Pemuda itu hanya menggeleng pelan. “Ng-nggak! Tadi aku cuma beres-beres gudang,” balasnya beralasan.
“Bohong!” Vega hendak masuk namun Mario mrnghalangi langkahnya.
“Beneran, Ga. Aku itu tadi dihukum guru karena kemarin bolos.”
“Gue nggak percaya! Gue liat tadi lo mukulin orang di dalem. Iya kan?”
“Vega... kamu salah liat. Aku itu-”
Vega menerobos masuk dan gadis itu terbelalak melihat dua orang teman Mario sedang berada di dalam sana. Dan Vega lebih kaget lagi saat mengenali orang yang terbaring di lantai dengan seragam lusuh dan kotor.
Vega termanggu, memandang sosok itu dengan wajah pias. Perlahan, dia melangkah maju mendekat. Gadis itu seperti orang linglung.

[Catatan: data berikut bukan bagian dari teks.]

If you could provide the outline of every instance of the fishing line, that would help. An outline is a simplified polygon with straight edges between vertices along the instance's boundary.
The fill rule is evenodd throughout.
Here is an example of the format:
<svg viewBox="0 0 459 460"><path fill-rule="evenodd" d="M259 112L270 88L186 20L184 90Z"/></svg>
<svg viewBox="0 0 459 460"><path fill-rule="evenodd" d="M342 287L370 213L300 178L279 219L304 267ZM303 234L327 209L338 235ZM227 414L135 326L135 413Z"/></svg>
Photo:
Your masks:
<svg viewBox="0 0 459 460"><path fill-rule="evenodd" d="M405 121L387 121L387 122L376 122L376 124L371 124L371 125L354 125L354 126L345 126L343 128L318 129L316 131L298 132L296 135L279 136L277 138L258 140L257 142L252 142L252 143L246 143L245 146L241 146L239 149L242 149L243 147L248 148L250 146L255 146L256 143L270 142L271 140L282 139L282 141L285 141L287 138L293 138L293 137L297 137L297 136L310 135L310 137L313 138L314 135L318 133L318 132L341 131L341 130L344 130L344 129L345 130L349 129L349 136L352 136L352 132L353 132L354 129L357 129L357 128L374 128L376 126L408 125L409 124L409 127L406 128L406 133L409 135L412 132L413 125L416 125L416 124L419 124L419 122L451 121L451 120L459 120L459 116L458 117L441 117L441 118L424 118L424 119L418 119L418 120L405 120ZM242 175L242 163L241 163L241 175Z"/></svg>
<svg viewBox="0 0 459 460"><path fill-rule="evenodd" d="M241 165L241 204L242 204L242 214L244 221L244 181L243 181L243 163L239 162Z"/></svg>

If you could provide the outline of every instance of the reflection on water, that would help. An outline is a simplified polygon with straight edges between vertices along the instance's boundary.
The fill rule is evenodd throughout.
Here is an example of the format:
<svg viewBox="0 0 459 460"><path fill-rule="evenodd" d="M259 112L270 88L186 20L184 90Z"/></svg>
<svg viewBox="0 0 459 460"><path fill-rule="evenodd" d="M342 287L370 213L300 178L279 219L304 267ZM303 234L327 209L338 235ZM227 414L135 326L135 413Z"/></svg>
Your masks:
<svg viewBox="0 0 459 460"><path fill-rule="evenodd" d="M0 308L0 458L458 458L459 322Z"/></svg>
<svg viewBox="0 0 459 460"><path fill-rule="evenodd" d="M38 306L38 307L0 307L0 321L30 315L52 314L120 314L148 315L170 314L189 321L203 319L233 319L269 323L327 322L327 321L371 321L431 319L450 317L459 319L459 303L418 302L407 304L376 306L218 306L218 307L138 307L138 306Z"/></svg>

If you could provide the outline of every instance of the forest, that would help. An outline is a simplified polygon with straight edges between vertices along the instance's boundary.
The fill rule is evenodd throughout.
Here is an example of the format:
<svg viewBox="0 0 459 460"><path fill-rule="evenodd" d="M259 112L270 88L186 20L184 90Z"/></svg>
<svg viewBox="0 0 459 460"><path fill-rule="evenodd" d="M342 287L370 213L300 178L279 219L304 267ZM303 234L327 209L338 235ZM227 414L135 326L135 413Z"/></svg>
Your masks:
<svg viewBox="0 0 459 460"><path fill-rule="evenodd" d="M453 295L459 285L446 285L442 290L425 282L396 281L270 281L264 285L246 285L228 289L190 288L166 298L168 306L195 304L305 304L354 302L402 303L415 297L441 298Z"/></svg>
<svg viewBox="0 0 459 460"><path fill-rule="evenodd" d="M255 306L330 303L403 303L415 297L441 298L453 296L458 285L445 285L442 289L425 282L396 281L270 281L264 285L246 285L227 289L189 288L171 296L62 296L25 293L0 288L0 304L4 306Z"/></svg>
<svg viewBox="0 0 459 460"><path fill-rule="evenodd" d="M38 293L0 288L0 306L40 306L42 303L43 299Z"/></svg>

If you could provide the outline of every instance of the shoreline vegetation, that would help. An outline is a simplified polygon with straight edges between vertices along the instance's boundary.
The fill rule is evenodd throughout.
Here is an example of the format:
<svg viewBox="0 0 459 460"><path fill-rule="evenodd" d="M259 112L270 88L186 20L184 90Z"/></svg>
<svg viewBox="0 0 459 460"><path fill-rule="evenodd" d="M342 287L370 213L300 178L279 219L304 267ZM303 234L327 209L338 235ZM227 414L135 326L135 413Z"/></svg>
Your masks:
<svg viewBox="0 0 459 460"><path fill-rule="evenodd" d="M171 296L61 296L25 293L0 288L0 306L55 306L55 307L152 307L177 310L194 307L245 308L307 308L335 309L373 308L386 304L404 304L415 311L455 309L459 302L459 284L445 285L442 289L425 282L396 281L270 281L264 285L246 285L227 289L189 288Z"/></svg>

Perlahan, Vega menyentuh lengannya. “Lian?” panggilnya. Vega merasa dadanya sangat sesak. Matanya pun sudah mulai berair.
“Lian!” panggilnya lagi.
Dan saat pemuda itu membuka matanya yang bengkak dan merah, saat itu pula Vega tidak bisa menahan tangisnya. “Lian!” jeritnya.
***
“Mau minum?” tawar Vega pada pemuda yang sedang duduk di depannya itu.
Pemuda itu menggeleng pelan. “Nggak usah, makasih.”
Vega menyentuh tulang pipi pemuda itu dengan berhati-hati. "Apa ini masih sakit?” tanyanya.
Lian menggeleng. “Udah lebih baik,” balasnya. “Makasih udah nolongin aku.”
Vega tidak menjawab. Gadis itu malah menghela nafas panjang. “Harusnya kamu laporin perbuatan Mario ke guru. Bukannya diem kayak gini.”
“Nggak perlu. Aku nggak mau urusannya jadi panjang.”
“Tapi Mario itu perlu dikasih pelajaran, Li! Anak b******k kayak gitu harusnya dimasukin ke penjara anak tau nggak!” seru Vega.
“Aku nggak nyangka dia bakal tega berbuat gini. Gue tau dia anak bandel. Tapi aku nggak tau dia bakal sejahat ini.”
Lian beranjak dari duduknya sembari meringis menahan sakit. "Aku pulang dulu. Takut nanti Ibu nyariin.”
“Aku anter ya?”
Lian menggeleng. “Nggak usah, aku jalan kaki aja.” “Lian! Kamu itu sakit! Kenapa mau pulang jalan kaki?”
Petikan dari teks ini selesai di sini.